There's just one problem. These people--these women--were at a comic book convention. And so, to make sure that these media companies and Dot-Com companies and fly-by-night comic book companies and movie studios had the full attention of the doughy white guys in attendance, they staffed their booths with attractive women and put them in go-go boots and mini-skirts. Skimpy outfits that let the cleavage hang out. Because men are pigs and easily distracted, see.

Now, I'm sure not everyone who noticed this phenomenon thought for one second that these people were anything other than Booth Weasels. Some of us, in point of fact, were a little bit insulted. I mean, how immature do you think we are? Well, they knew something that we didn't, because a lot of man-children still have swag in their collections from companies that never made a single TV show, or comic book, or, hell, anything, before they went under as the Dot-Com bubble burst.

But the Booth Weasels remained.

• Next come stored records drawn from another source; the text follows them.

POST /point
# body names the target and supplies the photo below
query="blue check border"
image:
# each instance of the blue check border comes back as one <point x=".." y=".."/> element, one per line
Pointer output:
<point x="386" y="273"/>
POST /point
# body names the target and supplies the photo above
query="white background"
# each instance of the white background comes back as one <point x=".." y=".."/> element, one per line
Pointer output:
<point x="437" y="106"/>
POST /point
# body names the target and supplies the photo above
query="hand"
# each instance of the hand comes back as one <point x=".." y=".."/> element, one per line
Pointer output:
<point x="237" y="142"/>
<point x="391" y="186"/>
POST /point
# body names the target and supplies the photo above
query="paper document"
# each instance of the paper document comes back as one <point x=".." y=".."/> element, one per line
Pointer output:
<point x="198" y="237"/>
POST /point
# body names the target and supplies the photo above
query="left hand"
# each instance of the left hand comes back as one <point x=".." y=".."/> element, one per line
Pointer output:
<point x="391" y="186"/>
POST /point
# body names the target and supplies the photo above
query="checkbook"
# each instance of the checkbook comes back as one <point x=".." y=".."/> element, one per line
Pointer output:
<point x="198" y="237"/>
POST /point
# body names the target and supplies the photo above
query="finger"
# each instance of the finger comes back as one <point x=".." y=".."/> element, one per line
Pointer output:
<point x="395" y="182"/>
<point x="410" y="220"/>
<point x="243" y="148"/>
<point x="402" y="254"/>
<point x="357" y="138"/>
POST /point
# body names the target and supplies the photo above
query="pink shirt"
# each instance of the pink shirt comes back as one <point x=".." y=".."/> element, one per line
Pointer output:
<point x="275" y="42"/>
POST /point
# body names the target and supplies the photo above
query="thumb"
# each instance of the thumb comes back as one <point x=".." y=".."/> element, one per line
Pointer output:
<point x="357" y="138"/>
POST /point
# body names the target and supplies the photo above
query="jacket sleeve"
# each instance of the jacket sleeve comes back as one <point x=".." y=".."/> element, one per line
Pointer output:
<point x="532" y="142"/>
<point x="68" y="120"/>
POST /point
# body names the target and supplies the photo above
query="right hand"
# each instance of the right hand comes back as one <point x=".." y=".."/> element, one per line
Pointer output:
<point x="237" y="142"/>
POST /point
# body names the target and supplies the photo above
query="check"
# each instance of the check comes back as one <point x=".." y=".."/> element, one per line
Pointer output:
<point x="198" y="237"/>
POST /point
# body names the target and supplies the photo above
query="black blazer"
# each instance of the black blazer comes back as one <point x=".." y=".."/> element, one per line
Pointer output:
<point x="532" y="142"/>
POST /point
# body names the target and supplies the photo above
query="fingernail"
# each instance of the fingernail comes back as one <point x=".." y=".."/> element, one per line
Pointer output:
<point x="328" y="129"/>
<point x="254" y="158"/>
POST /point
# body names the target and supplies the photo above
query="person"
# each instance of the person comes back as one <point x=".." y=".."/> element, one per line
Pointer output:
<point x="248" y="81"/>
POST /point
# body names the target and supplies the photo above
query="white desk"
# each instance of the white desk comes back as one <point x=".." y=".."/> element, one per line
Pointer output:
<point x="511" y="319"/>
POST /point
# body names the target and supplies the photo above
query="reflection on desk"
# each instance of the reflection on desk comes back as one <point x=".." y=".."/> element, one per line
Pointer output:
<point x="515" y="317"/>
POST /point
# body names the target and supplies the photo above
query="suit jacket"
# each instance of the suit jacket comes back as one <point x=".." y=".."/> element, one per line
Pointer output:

And I'm willing to bet you a million dollars here and now that every single one of these freaked-out, doughy, entitled, white guys who are braying like sea lions about Social Justice Warriors and women in costumes, and political correctness and all of that other meaningless bullshit--every one of them--made a pass at one of these booth weasels and got shot down, told that they weren't into comics, or just simply politely refused in some way. Much like what happens when one goes to, say, a Hooter's and tries to pick up the waitress, and gets told no, as well.

I promise you these whining slugs are still nursing the sting of rejection from some perceived slight that goes back to a convention experience circa 1994-1998. They were so busy being angry that the cheerleaders turned them down that they didn't notice the room filling up with band geeks behind them. Now, whenever they see a costume with cleavage, or see a woman saying they love comics, they react like Frank Burns on M.A.S.H. "Oh, ha ha, very funny!" when in fact, no one made a joke. No one was teasing them. But they don't see anything outside of their personal hurt and shame.

That's what all of this sounds like to me. Nattering nonsense from jilted man-children who tried out their A-list Monty Python impressions on the out-of-work-actress hired to be Catwoman at the San Diego ComicCon DC Comics booth in 1995 and she don't know who Monty Python is, and so now ANYONE dressed like Catwoman must be just like the one woman who said no to them once. They're like Dwayne Wayne from Die Hard. They're like Dickless from Ghostbusters. They can't change their narrative because they can't see the world any other way.






By the way, the electronics conferences are now banning "Booth Babes" and guess who's all up in arms about it? Yep. The same doughy white guys.

I'm ready to begin my campaign of publicly shaming any man who is still stuck in the 90s comics scene. It may not change them, but it'll at least give them something new to hate on, so that maybe we can get back to all moving forward into the 21st century.